The union has previously said the transition could take as long as 18 months to complete and in its letter echoed the administration’s argument that the slow rollout can be blamed in part on some fiscal intermediaries who have misled their customers about the restructuring. But it also said PPL and the administration have issued confusing messaging and needed to revise their approach to more urgently reach the highest-need clients.

“Language that is meant to reassure consumers that their eligibility for services has not changed may inadvertently be sending the message that no action is necessary,” the recommendation states.

But the union does not want to open the door for lawmakers to revisit the statute that created the overhaul. By seeking a postponement through executive order, it is trying to thread the needle of providing continuity for workers and customers without inviting changes to the agreement sought by fiscal intermediaries and some lawmakers who also want a delay. The chair of the state Senate’s health committee, Sen. Gustavo Rivera, has been pushing legislation to delay the move and restructure it to preserve more of the existing fiscal intermediaries. The fate of that campaign is tied to the nebulous and opaque negotiations currently taking place over the governor’s $252 billion budget proposal, which in recent years have missed the same April 1 start of the state fiscal year.

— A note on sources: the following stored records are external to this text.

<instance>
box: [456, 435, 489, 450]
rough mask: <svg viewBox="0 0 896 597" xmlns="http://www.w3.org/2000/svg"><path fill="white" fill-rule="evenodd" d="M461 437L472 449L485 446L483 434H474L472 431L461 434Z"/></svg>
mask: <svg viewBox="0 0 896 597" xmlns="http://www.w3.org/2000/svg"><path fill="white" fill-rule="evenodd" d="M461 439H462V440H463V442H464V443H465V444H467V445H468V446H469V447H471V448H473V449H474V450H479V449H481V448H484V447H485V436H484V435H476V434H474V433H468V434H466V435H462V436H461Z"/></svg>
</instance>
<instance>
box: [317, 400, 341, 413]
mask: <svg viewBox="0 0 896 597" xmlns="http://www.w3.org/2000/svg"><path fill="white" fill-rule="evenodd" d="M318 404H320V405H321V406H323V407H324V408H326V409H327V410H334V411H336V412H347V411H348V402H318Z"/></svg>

“Frankly, they made an agreement last year. This is about how to implement that agreement,” said Helen Schaub, the union’s interim political director.

In the meantime, the union is asking the Department of Health to make a more concerted effort to re-enroll members with the greatest health needs, along with the geographic areas and language groups with the lowest numbers of unreached consumers. Zip codes in Queens, the Bronx and Brooklyn with large numbers of Asian, Latino, Orthodox Jewish and Russian residents have the lowest rates of re-enrollment, the recommendations point out.

The union also included a plug for standardizing wages and benefits across the system until, “if and when,” workers unionize, when they will negotiate contracts through collective bargaining. Currently, New York City workers are entitled to an additional “wage parity supplement” on top of minimum wage, which can be paid either through salary or benefits with little consistency in how it is currently provided.